J'ai bien conscience que nous n'épuiserons pas le sujet aujourd'hui, mais je
puis vous assurer que c'est avec la plus grande attention que mes collègues et
moi-même entendrons vos propos.
M. Pascal Lamy :
Je vous propose de
commencer par un bref propos liminaire précisant, en trois points rapides, les
éléments essentiels qui caractérisent le portefeuille du commissaire européen
chargé du commerce, et qui ne correspondent pas toujours à l'idée que je me
faisais de cette fonction avant d'en prendre la charge.
· Tout d'abord, comment peut-on définir la politique commerciale
extérieure de l'Union européenne ? Il s'agit de la recherche permanente
d'un compromis entre des intérêts et des valeurs, la partie
" intérêts " pesant très lourd dans notre action. Nos
intérêts sont tout à la fois offensifs et défensifs. Il est clair que depuis
vingt, trente ou quarante ans, nos intérêts sont devenus de plus en plus
offensifs car l'économie européenne est elle-même devenue de plus en plus
compétitive ; ses points forts se situent de plus en plus haut dans la
gamme des produits - je pense notamment aux nouvelles technologies, au
télécommunications, à l'aviation - et nous avons intérêt à prendre le plus
grand nombre de parts de marché.
Mais il nous reste aussi des intérêts défensifs, car l'Europe n'est pas
performante sur tous les segments de marché. Toutefois, les choses
évoluent ; même dans des secteurs fragilisés, comme le textile ou
l'habillement, nous avons acquis une vraie compétitivité, ce qui justifie un
comportement offensif. Par ailleurs, il faut bien mesurer les différences qui
existent entre Etats membres : il est clair que, en matière d'industrie
textile, la Suède ou le Portugal ne peuvent pas défendre tout à fait les mêmes
positions. Sur le plan défensif, la Commission gère donc aussi des instruments
de défense commerciale, anti-dumping ou anti-subvention.
Pour ce qui concerne nos valeurs, des arbitrages sont également
nécessaires. Ces valeurs reflètent d'abord ce qu'est aujourd'hui la civilisation
européenne dans ses préoccupations sociales, environnementales, d'équilibre des
conditions de vie, de sécurité alimentaire... Nous voulons projeter ce type de
valeurs, ce qui n'est pas toujours facile à expliquer au reste du monde.
Nous défendons aussi une certaine idée de l'aide à apporter aux pays en
développement. On peut débattre longtemps du point de savoir ce qui, de l'aide
au développement ou du commerce, est le plus performant ; à mon avis, le
volet commercial constitue un apport essentiel.

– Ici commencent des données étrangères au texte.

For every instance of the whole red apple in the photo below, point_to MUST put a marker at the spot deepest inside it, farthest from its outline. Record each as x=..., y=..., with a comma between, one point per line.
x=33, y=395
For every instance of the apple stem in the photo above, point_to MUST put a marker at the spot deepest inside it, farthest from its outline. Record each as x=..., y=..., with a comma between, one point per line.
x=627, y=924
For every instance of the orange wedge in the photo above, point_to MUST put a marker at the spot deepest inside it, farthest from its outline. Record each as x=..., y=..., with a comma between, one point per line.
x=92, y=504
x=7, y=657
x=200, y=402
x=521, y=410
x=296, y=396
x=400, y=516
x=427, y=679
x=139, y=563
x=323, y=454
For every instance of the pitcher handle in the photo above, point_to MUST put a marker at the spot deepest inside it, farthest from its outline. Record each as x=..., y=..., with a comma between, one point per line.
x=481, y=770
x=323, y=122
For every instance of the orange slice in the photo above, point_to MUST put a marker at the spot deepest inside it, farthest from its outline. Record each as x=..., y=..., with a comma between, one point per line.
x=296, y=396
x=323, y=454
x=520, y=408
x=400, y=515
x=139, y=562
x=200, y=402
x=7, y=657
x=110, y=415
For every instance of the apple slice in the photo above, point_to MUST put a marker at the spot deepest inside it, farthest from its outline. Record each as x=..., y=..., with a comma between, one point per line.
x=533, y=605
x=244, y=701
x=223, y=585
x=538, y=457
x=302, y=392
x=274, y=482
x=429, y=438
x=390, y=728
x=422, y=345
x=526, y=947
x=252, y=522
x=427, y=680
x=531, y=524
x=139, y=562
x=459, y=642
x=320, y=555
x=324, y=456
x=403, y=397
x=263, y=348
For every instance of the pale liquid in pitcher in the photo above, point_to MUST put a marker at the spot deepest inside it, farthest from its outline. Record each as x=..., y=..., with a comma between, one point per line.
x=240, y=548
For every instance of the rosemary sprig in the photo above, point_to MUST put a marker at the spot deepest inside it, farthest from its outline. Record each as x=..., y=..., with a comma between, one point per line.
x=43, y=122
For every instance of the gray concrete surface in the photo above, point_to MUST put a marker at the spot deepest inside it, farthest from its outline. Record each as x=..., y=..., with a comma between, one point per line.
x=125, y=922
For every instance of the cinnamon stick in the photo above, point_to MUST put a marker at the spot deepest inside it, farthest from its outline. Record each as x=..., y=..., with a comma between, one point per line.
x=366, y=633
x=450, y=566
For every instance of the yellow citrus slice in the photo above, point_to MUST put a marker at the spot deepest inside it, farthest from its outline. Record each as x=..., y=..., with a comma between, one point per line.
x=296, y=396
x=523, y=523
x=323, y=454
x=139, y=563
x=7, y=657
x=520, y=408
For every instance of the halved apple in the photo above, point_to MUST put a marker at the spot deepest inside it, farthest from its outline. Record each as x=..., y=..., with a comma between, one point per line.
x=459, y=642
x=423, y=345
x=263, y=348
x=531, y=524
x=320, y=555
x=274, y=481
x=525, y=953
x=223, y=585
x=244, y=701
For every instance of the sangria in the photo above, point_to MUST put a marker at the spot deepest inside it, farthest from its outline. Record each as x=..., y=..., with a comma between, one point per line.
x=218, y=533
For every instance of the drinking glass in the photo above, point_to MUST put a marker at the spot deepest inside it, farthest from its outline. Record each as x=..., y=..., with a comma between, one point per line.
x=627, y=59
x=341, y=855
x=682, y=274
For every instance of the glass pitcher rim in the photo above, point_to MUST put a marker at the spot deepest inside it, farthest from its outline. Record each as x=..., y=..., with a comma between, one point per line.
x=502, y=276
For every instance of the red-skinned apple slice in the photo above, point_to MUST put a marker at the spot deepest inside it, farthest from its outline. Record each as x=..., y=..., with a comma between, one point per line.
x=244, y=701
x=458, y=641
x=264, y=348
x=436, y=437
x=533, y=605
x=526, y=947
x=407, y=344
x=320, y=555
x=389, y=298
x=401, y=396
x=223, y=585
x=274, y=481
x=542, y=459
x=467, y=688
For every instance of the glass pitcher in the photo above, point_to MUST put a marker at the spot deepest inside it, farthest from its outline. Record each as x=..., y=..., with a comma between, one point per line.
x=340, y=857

La troisième valeur à laquelle je songe est l'engagement traditionnel de
l'Union pour le multilatéralisme. Il est nécessaire de disposer, à travers le
monde, d'endroits où l'on négocie les règles. En réalité, vous voyez donc que
je ne consacre pas l'intégralité de mon temps de travail à la négociation
d'accords tarifaires.
· Deuxième point que je souhaitais évoquer : quel est le contexte
institutionnel, européen et mondial, de notre politique commerciale
extérieure ?
- Au niveau européen, les choses étaient parfaitement claires lors
de l'adoption du traité de Rome. La matière appartenait à la compétence
communautaire et se gérait à la majorité qualifiée. L'affaire s'est
singulièrement compliquée par la suite puisqu'au commerce des biens se sont ajoutés
l'échange de services et tous les aspects liés à la propriété intellectuelle.

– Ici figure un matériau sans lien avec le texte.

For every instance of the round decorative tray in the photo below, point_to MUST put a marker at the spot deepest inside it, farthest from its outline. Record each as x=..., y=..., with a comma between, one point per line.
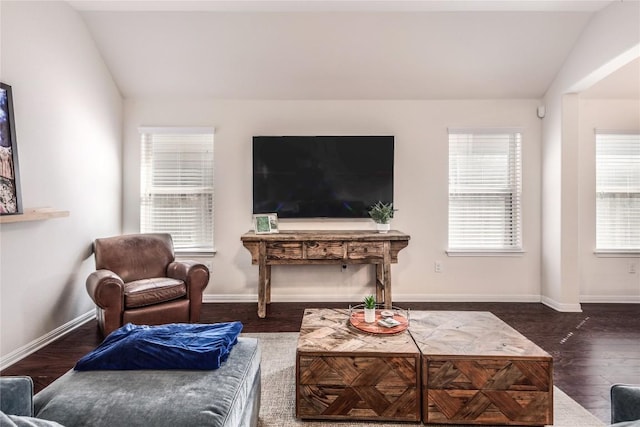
x=382, y=325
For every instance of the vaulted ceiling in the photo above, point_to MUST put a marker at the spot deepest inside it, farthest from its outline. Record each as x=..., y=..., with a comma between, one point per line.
x=342, y=49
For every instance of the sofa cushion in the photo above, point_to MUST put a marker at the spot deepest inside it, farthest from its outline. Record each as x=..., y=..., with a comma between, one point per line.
x=172, y=346
x=141, y=293
x=157, y=398
x=24, y=421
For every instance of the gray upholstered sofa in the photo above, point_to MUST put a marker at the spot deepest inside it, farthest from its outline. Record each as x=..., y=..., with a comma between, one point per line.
x=625, y=405
x=225, y=397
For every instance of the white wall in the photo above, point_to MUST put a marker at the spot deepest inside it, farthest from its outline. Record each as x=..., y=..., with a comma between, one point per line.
x=610, y=41
x=421, y=174
x=68, y=125
x=603, y=279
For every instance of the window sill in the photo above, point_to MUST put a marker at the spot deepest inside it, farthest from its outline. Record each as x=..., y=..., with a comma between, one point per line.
x=484, y=253
x=617, y=253
x=195, y=253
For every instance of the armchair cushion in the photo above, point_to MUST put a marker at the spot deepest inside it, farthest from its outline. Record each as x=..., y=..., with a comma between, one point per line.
x=140, y=293
x=173, y=346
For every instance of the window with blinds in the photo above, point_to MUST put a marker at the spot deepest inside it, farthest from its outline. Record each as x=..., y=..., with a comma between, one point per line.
x=485, y=175
x=176, y=186
x=617, y=191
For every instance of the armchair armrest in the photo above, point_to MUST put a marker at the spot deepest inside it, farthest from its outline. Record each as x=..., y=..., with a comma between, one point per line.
x=17, y=395
x=194, y=274
x=106, y=289
x=196, y=278
x=625, y=403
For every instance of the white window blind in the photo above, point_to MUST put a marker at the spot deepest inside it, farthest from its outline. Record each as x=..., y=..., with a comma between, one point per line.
x=617, y=191
x=176, y=194
x=485, y=174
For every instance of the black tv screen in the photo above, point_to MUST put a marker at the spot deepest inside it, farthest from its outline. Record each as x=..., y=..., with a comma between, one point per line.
x=321, y=176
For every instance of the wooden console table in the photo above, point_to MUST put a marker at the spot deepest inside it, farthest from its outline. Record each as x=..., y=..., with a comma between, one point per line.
x=324, y=247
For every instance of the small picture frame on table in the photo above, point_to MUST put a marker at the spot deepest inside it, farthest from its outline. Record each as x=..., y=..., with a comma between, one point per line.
x=265, y=223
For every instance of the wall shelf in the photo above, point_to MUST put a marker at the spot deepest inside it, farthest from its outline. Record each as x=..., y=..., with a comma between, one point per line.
x=34, y=214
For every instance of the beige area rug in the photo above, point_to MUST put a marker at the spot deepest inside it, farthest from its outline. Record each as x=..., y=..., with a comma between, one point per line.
x=277, y=407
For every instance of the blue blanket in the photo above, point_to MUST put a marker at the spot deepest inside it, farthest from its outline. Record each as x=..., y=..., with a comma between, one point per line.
x=172, y=346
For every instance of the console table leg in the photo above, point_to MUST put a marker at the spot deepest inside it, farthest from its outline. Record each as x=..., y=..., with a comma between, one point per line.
x=264, y=272
x=379, y=283
x=386, y=274
x=268, y=284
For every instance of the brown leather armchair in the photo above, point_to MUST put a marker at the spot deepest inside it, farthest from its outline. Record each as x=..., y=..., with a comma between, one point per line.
x=137, y=280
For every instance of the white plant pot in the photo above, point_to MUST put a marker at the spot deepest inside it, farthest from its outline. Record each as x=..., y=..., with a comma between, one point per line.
x=369, y=315
x=383, y=228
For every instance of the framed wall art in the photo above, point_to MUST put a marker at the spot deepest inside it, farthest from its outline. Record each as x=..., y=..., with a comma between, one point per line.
x=265, y=223
x=10, y=198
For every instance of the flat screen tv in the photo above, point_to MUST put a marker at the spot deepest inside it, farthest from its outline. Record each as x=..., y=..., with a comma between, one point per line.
x=321, y=176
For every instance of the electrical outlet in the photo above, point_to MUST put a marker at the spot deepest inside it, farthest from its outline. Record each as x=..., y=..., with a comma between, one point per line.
x=437, y=267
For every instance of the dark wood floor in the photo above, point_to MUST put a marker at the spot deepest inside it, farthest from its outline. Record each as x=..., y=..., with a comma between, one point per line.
x=591, y=350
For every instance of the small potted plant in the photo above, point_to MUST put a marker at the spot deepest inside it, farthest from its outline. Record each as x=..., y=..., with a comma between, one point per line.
x=369, y=309
x=381, y=213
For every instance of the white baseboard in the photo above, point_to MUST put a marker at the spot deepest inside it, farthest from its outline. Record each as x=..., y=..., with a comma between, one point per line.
x=561, y=307
x=48, y=338
x=611, y=299
x=397, y=297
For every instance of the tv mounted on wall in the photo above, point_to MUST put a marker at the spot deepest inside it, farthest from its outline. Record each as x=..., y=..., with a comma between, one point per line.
x=321, y=176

La question de savoir s'il faut faire passer l'ensemble dans le système de la
majorité qualifiée est actuellement à l'ordre du jour de la Conférence
intergouvernementale ; mon sentiment est qu'on ne peut élargir l'Union
européenne en restant sur des positions d'adoption à l'unanimité. En matière de
propriété intellectuelle, par exemple, la règle de l'unanimité risquerait de
nous poser de sévères problèmes. Si l'Union continuait à ne réunir que quinze
pays, la situation actuelle serait gérable. Les Etats membres ont aujourd'hui
compris les impératifs de gestion économique dans un monde globalisé ; le
débat entre positions libérales et protectionnistes est désormais très dépassé.
- Au niveau international, le centre névralgique, c'est
l'Organisation mondiale du commerce, devenue véritablement une institution
voici cinq ou six ans, lorsqu'elle a succédé au GATT, en s'adjoignant un organe
de règlement des différends, ce qui constituait un saut qualitatif important.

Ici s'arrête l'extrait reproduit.